Trovajoli, alla vedova tutta la quota disponibile

Nessuno dei figli viventi di Trovajoli è menzionato negli atti testamentari, a parte Piergiorgio, figlio della vedova. A Maria Paola Sapienza vanno anche gli spartiti, gli originali e gli appunti del maestro; la signora è nominata tutore di tutte le opere e delegata per ogni tipo di attività inerente al patrimonio musicale del maestro

ROMA - Sono stati aperti questo pomeriggio a Roma i quattro testamenti del maestro Armando Trovajoli, deceduto a fine febbraio nella capitale, alla presenza della vedova Maria Paola Sapienza e degli avvocati dei figli Maurizio, Graziella e Andrew Howard. I quattro atti testamentari danno disposizioni diverse che non si sovrappongono.
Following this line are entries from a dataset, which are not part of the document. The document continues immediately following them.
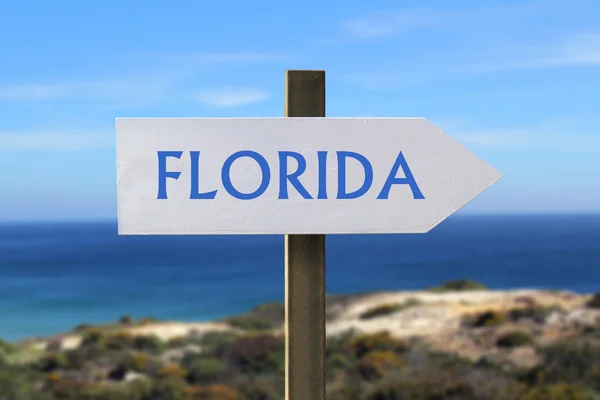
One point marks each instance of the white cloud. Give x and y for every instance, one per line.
x=229, y=98
x=564, y=135
x=135, y=89
x=56, y=141
x=570, y=51
x=241, y=57
x=402, y=21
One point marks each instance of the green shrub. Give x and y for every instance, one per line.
x=249, y=323
x=558, y=392
x=430, y=386
x=376, y=363
x=380, y=341
x=126, y=320
x=6, y=347
x=216, y=343
x=594, y=302
x=52, y=362
x=204, y=370
x=459, y=285
x=172, y=371
x=119, y=341
x=572, y=361
x=256, y=354
x=150, y=343
x=514, y=339
x=259, y=390
x=147, y=321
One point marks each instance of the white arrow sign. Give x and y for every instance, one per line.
x=291, y=176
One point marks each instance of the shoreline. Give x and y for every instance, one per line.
x=437, y=311
x=195, y=321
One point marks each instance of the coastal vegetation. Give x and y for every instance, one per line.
x=490, y=346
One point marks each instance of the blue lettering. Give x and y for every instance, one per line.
x=409, y=179
x=342, y=155
x=195, y=184
x=322, y=175
x=284, y=177
x=226, y=175
x=162, y=171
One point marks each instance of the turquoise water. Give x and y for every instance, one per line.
x=55, y=276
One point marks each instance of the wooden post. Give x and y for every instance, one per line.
x=305, y=268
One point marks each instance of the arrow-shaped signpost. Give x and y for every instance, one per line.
x=297, y=176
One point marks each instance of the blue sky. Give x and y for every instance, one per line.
x=517, y=82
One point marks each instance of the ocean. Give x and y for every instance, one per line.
x=54, y=276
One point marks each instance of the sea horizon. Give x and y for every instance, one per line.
x=57, y=275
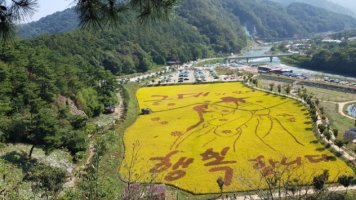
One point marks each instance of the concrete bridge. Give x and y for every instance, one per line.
x=247, y=58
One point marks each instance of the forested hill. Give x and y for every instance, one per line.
x=325, y=4
x=223, y=19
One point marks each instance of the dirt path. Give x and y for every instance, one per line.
x=117, y=115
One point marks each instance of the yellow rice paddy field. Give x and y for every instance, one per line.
x=200, y=133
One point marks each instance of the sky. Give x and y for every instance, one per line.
x=47, y=7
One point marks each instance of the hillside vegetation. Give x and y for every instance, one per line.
x=224, y=22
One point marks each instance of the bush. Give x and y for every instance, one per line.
x=45, y=179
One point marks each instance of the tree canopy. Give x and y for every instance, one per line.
x=92, y=13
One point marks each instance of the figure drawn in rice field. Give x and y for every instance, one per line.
x=223, y=119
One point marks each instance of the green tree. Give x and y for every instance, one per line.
x=319, y=181
x=43, y=131
x=279, y=88
x=271, y=86
x=345, y=181
x=92, y=14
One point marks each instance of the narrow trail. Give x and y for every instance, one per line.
x=118, y=114
x=341, y=106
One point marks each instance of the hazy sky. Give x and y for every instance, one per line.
x=47, y=7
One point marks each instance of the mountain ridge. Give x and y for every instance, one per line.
x=263, y=18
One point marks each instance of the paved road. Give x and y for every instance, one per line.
x=283, y=195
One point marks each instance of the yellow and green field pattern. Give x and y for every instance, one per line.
x=200, y=133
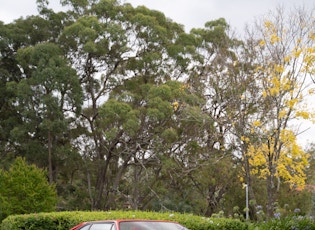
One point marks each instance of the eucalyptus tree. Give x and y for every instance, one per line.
x=119, y=53
x=213, y=76
x=19, y=122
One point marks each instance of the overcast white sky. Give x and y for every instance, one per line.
x=190, y=13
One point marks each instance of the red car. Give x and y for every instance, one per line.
x=129, y=225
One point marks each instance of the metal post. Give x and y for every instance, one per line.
x=247, y=210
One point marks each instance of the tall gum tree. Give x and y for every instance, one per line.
x=110, y=46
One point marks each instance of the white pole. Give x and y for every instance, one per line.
x=246, y=189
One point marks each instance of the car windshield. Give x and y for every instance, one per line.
x=150, y=225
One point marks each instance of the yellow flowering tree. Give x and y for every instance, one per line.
x=284, y=60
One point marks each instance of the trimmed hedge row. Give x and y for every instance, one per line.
x=66, y=220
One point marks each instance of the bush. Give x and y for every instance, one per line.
x=25, y=189
x=288, y=223
x=66, y=220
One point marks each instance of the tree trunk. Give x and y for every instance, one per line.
x=270, y=192
x=50, y=169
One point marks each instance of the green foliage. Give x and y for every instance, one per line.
x=66, y=220
x=288, y=223
x=24, y=189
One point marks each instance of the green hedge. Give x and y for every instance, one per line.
x=66, y=220
x=288, y=223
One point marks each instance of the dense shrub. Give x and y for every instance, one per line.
x=24, y=189
x=66, y=220
x=287, y=223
Solo un figlio citato negli atti - L'intrico testamentario potrebbe provocare una nuova querelle (dopo quelle esplose attorno ai casi di Lucio Dalla e Alberto Sordi) ma avrà ancora bisogno di tempo per essere compreso. A Maria Paola Sapienza va tutta la parte disponibile, ovvero ciò che non è incluso nella quota legittima che per legge spetta agli eredi; la consistenza della parte disponibile andrà calcolata sulla base del patrimonio Trovajoli, così come l'entità della legittima.
Nessuno dei figli viventi di Trovajoli è menzionato negli atti testamentari, a parte Piergiorgio, figlio della vedova. A Maria Paola Sapienza vanno anche gli spartiti, gli originali e gli appunti del maestro; la signora è nominata tutore di tutte le opere e delegata per ogni tipo di attività inerente al patrimonio musicale del maestro.
Armando Trovajoli ebbe cinque figli da cinque donne diverse: Graziella, Marina (morta nel 2000), Maurizio (riconosciuto dopo una lunga battaglia giudiziaria), Andrew Howard Rugantino, nato dal primo matrimonio con l'attrice Anna Maria Pierangeli, e infine Piergiorgio dal secondo matrimonio con Maria Paola Sapienza.

«Non sono affatto stupito» commenta il figlio Andrew Howard Rugantino, «ma sono dispiaciuto perché ne' io ne' i miei fratelli siamo stati nominati nel testamento. Non ho risentimenti di nessun tipo, non sono arrabbiato con nessuno e non accuso nessuno, ma sono estremamente deluso».